Drittens verweist die konkrete Analyse der Fälle auf die Frage, was eigentlich die Beweggründe hinter dem Haus sind. Anders formuliert: Was macht das Eigentum mit dem Menschen und der Gesellschaft? Wie verändern sich Menschen, wenn sie Eigentümer*innen sind? Gilt es dann nur noch, das Eigentum aus egoistischen Gründen zu bewahren, gerade dann, wenn man nur ein selbst genutztes Haus oder eine Wohnung hat? Das Ziel ist die Bewahrung eines Stückchens Sicherheit in unsicheren Zeiten. Dann kann vielleicht noch eine (Interessen-)Gemeinschaft mit den Nachbar*innen gegründet werden, wenn beispielsweise ein Flughafen in der Nähe gebaut werden soll, der Wohnqualität und die Immobilienpreise beeinträchtigen könnte. Für große gesellschaftliche Visionen fehlen vermutlich der Blick und die Zeit. Aber brauchen wir die überhaupt? Das wäre ja auch eine Lehre, die aus der Ost-West-Verknüpfung gezogen werden könnte. An dieser Stelle bin ich froh, dass ich Historikerin bin und die Zukunft nicht vorhersagen muss. Zugleich würde ich dafür plädieren, dass wir den engen zeitlichen Rahmen der spät- und postsozialistischen Transformationen erweitern müssen – und das auch mit Blick auf andere Räume in Ost und West.

 


[1] Für eine ausführliche Variante dieser Geschichte siehe Kerstin Brückweh, Home Sweet Home. Immobilien und die Kulturgeschichte des Vermögens im 19. und 20. Jahrhundert, erscheint in Geschichte in Wissenschaft und Unterricht 2019.
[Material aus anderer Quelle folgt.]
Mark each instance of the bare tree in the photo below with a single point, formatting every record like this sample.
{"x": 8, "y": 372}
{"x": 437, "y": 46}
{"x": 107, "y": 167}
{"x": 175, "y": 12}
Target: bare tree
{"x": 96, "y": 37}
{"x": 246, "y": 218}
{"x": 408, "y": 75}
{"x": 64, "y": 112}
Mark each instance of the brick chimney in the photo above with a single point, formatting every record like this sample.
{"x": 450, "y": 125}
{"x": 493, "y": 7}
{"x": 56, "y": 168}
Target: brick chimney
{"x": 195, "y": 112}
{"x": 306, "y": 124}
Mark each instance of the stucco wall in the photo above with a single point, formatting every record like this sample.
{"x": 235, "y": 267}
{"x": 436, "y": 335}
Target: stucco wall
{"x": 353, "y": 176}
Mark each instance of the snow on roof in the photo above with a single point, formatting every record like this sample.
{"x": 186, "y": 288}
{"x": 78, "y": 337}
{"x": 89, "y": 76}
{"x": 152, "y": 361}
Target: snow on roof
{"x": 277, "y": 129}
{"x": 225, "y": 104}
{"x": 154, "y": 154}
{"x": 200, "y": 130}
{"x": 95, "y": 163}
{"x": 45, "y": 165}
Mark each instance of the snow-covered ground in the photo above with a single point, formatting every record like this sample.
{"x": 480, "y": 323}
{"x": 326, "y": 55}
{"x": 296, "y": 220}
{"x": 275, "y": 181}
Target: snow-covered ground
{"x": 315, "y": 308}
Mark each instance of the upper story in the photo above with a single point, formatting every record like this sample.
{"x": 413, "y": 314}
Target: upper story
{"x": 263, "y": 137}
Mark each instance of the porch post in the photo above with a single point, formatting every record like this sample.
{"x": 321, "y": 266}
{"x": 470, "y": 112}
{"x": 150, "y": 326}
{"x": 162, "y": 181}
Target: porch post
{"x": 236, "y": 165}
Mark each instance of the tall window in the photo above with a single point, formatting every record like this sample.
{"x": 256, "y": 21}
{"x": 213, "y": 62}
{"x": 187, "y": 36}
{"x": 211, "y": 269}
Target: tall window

[2] Vgl. Hannes Siegrist/Dietmar Müller: Introduction, Property in East Central Europe. Notions, Institutions, and Practices of Landownership in the Twentieth Century. New York/Oxford 2015, S. 1–26, hier S. 2.
[3]  Matthew Francis: ,A Crusade to Enfranchise the Many‘. Thatcherism and the ‚Property-Owning Democracy‘. In: Twentieth Century British History 23, 2012, H. 2, S. 275–297, hier S. 278. Francis bezieht sich auf Noel Skeltons Constructive Conservatism von 1924.
[4]  Margaret Thatcher: Speech to Conservative Party Conference, 10.10.1986, Bournemouth, Hampshire, Thatcher Archive: speaking text, [29.9.2018].